Когда Котик плачет в горизонт… — Ср.: «Плачу я под окном — в горизонт, а горизонт — ясновзорен…» (Ск-2, с. 40).
…когда на него мычит черная ночь… — Ср. с заключительной фразой пятой главы романа «Котик Летаев»: «Светлоногий день идет в ночь; чернорогая ночь забодает его» (Ск-2, с. 62).
…и звездочка слетает к нему в постельку усиком поморгать… — В романе А. Белого: «…самоцветная звездочка — мне летит на постель; глазиком поморгает, ‹…› усом уколется в носик…» (Ск-1, с. 62).
…между Белым земным и Белым небесным происходит некое сочетание в браке. Нам является лик человека… — «Дуализм» лирического героя Белого отчетливо проявлен в его стихотворении «„Я“» (декабрь 1917):
(Зн. тр., 1918, 4 апреля (22 марта), № 171). В сентябре 1918 г. А. Белый работал над трактатом «Кризис культуры», где вариант этого восьмистишия (также вошедший в текст трактата) получил на языке лирико-философской эссеистики такое толкование: «…„я“, разрываясь в себе, распинаясь в себе, посередине себя наблюдает огромную ночь: посередине ее стоит Солнце: но Самое Солнце — Круг Солнца — есть Лик, восходящий во мне…» (в его кн. «На перевале. III. Кризис культуры», Пб., 1920, с. 86; выделено автором). Похожие рассуждения Есенин, вероятно, слышал от самого Белого, с которым часто встречался осенью 1918 г.
…завершаемый с обоих концов ногами. Ему уже нет пространства, а есть две тверди. Голова у него уж не верхняя точка, а точка центра… — Во второй части «Ключей Марии» Есенин писал о человеке, который «захотел найти свое место в пространстве»: «Человек, идущий по небесному своду, попадет головой в голову человеку, идущему по земле. Это есть знак того, что опрокинутость земли сольется в браке с опрокинутостью неба. Пространство будет побеждено…» (наст. том, с. 203).
Туловище человека ‹…› разделяется на два световых круга, где верхняя часть ‹…› подлежит солнечному влиянию, а нижняя — лунному. — Первый вариант этой фразы в рукописи: «Теософы не напрасно разделяют туловище человека на два световых влияния», — что проясняет источник данного суждения поэта. Ср.: «…Луна отделилась от Земли. Произошел великий переворот. ‹…› Человек ‹…› измени‹л› свою собственную вещественность. ‹…› Одна часть его с двумя органами движения превратилась в нижнюю половину тела ‹…›. Другая часть была как бы обращена вверх.

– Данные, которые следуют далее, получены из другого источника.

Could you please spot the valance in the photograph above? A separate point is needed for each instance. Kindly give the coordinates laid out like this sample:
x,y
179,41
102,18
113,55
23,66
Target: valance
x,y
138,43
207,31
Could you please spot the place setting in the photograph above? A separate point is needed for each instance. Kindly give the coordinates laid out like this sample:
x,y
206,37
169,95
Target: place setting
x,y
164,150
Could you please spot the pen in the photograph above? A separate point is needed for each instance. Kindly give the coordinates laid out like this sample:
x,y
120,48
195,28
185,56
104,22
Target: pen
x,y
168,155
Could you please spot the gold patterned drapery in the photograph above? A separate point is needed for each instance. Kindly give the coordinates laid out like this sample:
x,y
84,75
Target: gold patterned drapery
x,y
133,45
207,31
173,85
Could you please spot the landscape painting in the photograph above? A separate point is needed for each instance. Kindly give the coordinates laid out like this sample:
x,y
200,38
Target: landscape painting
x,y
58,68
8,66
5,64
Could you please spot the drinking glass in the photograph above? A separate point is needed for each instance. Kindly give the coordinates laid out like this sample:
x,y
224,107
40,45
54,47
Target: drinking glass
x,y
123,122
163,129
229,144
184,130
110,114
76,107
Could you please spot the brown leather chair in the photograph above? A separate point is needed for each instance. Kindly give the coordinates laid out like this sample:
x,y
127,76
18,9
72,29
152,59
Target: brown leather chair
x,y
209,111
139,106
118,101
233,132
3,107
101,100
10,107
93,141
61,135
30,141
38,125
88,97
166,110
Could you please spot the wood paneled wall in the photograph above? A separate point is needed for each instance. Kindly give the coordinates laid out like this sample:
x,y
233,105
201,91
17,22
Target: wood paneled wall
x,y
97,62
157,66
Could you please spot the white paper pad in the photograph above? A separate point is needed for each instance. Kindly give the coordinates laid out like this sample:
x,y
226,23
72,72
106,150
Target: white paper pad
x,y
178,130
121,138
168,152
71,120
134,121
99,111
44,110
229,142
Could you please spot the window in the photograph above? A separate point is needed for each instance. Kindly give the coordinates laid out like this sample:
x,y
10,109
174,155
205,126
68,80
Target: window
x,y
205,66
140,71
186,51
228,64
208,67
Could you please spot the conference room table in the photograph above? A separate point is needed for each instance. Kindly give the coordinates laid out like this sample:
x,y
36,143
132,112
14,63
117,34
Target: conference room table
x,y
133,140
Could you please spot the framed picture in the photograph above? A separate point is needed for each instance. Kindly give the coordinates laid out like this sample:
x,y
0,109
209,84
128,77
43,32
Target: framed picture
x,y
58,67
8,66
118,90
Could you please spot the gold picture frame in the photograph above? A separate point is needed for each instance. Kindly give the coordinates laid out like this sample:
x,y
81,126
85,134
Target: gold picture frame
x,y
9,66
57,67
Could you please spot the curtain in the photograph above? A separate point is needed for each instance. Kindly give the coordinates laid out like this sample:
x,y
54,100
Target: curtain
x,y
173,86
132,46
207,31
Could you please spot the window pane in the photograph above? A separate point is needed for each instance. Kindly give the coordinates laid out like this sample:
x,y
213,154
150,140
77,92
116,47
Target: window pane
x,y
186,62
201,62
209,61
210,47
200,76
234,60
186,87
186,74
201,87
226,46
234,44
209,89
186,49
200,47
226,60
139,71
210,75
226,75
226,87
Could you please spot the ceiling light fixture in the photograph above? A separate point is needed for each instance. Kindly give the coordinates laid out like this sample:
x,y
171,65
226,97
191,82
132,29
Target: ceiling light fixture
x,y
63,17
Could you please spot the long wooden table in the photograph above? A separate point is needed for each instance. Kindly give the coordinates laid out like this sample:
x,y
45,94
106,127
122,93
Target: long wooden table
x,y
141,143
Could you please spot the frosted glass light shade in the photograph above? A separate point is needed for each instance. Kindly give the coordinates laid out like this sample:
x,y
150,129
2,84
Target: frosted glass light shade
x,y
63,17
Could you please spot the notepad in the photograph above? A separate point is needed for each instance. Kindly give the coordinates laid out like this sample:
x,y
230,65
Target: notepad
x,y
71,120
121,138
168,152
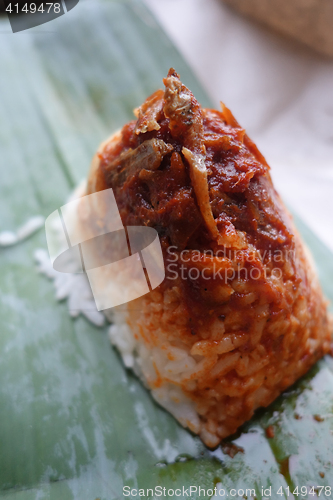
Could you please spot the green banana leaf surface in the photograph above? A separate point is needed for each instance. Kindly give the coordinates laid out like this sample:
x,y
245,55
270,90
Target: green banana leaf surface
x,y
74,423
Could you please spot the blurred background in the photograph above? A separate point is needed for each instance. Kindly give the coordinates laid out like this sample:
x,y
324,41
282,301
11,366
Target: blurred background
x,y
280,90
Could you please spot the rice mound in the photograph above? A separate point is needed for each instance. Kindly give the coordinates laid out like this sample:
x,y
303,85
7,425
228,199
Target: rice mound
x,y
211,347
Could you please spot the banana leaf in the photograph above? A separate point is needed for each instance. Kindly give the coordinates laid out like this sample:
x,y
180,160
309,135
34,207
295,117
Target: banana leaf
x,y
74,423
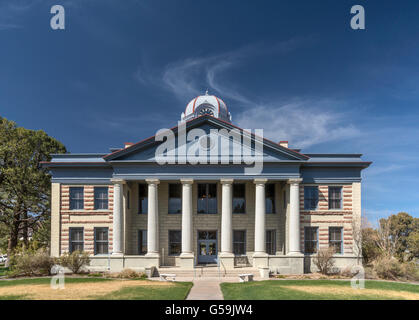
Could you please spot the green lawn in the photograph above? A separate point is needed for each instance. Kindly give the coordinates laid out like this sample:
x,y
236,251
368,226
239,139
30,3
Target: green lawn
x,y
146,289
3,271
317,290
177,292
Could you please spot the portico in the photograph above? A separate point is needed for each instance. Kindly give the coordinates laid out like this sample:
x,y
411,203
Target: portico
x,y
220,222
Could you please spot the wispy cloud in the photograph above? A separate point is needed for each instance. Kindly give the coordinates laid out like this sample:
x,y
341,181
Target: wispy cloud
x,y
303,123
191,76
12,13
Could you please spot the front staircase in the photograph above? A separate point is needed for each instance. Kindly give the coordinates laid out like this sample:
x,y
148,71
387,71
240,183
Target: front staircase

Из двух других органов движения образовались зачатки рук. А органы, раньше служившие еще для питания и размножения, преобразовались в органы речи и мышления. Человек выпрямился. ‹…› Вся его низшая половина ‹…› попала под разумно-организующее влияние высших существ. ‹…› Описанные высокие существа обладают родством с Луною, они в известной мере лунные боги. ‹…›… во второй верхней половине человека развилось нечто, на что вышеописанные высокие существа не имеют влияния. Над этой половиной приобретают власть иные существа. ‹…› Так подпадает человек двойному водительству. Своей нижней частью находится он под властью лунных богов, своей же образовавшейся личностью подпадает он водительству тех существ, которых объединяют под именем их вождя „Люцифера“ ‹…›, что значит „носитель света“, почему в тайноведении эти существа обозначаются как „солнечные боги“» (Штейнер Р. Из летописи мира (Aus der Akasha-Chronik), M., 1914, с. 124–130; выделено в переводе).